Auch nach Zuschlagserteilung sind aufgrund geänderter Umstände oft noch Vertragsänderungen von den Vertragsparteien, insbesondere bei Verträgen mit langer Laufzeit, erforderlich. Grundsätzlich gilt, dass Änderungen – sofern sie im ursprünglichen Vertrag nicht vorgesehen sind – nur eingeschränkt möglich sind, ohne eine Pflicht zur neuerlichen Ausschreibung zu bewirken. Sofern eine vertragliche Festlegung fehlt, ist die Wesentlichkeit der Änderung maßgebend für die Ausschreibungspflicht. Entsprechend der Rechtsprechung des EuGH liegt eine wesentliche Änderung dann vor, wenn (i) sie zu einer inhaltlichen Neugestaltung im Vergleich zum ursprünglichen Vertrag führt und auf den Neuverhandlungswillen der Parteien hinweist, (ii) durch die neu eingeführten Bedingungen andere Bieter hätten zugelassen werden können oder die Annahme eines anderen Angebotes möglich gewesen wäre, wären sie Teil des ursprünglichen Vertrages gewesen, (iii) eine Auftragserweiterung auf ursprünglich nicht vorgesehen Leistungen in großem Umfang erfolgt, (iv) das wirtschaftliche Gleichgewicht in einer vertraglich nicht vorgesehenen Weise zugunsten des Auftragnehmers verschoben wird (vgl EuGH 19.6.2008, Rs C-454/06). In einem aktuellen Urteil setzte sich der EuGH nun mit der Frage auseinander, ob auch nach Zuschlagserteilung abgeschlossene Vergleichsverträge eine Ausschreibungspflicht auslösen.

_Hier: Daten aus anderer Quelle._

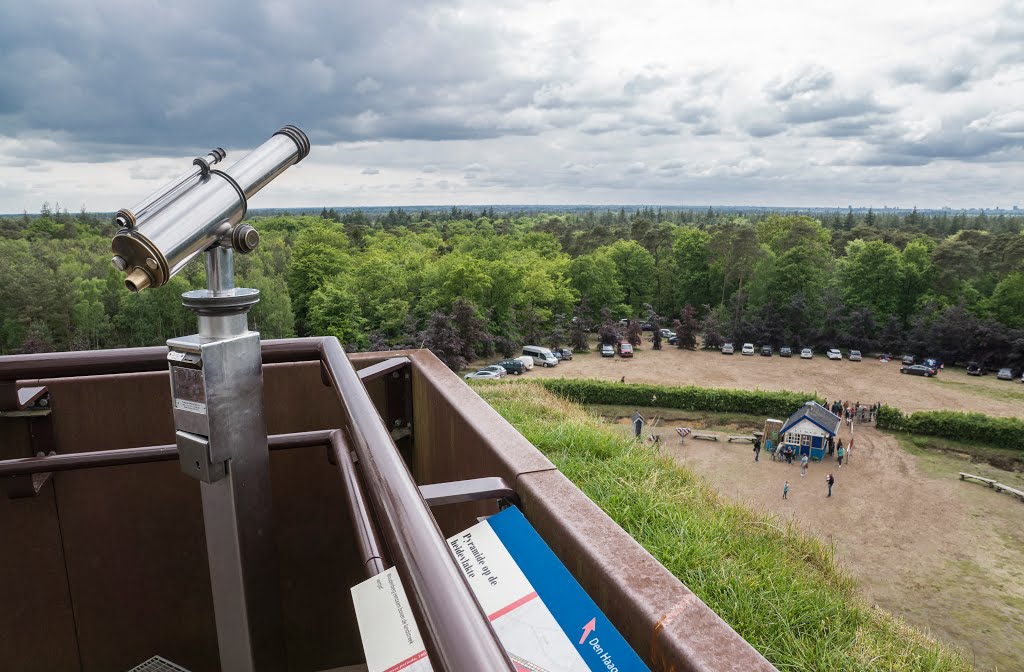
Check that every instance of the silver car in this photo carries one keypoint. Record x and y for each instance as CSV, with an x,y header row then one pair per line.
x,y
483,374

Der Staat Dänemark hatte die Lieferung und Wartung eines einheitlichen Kommunikationssystems für alle Notfalldienste des Landes im Oberschwellenbereich im Wege eines wettbewerblichen Dialogs ausgeschrieben. Aufgrund von Problemen, die im Zuge der Vertragserfüllung auftraten, schlossen die Vertragsparteien unter erheblichen beidseitigen Zugeständnissen eine Vergleichsvereinbarung, um unverhältnismäßige Verlustrisiken auf beiden Seiten zu vermeiden; unter anderem wurde eine Einschränkung der Leistungserbringung auf die Polizeieinheiten vereinbart. Das oberste dänische Gericht wandte sich im Zuge eines Nachprüfungsverfahrens an den EuGH mit der Frage, ob zur Behebung der Störung des Vertragsverhältnisses eine Neuausschreibung notwendig oder die Vergleichsvereinbarung zulässig ist. Der EuGH hielt hierzu fest, dass es – insbesondere im Hinblick auf die Bietergleichbehandlung – weder darauf ankomme, ob die Änderungen auf dem Neuverhandlungswillen der Parteien oder äußeren Umständen beruhen, noch die mit der Auftragserfüllung verbundenen Unsicherheiten relevant seien und die Anpassungen durch den Vergleichsvertrag daher zu einer Ausschreibungspflicht führen. Dem Auftraggeber stehe es jedoch frei, derartigen Unsicherheiten mit entsprechenden Änderungsvorbehaltsklauseln im Vertrag zu begegnen.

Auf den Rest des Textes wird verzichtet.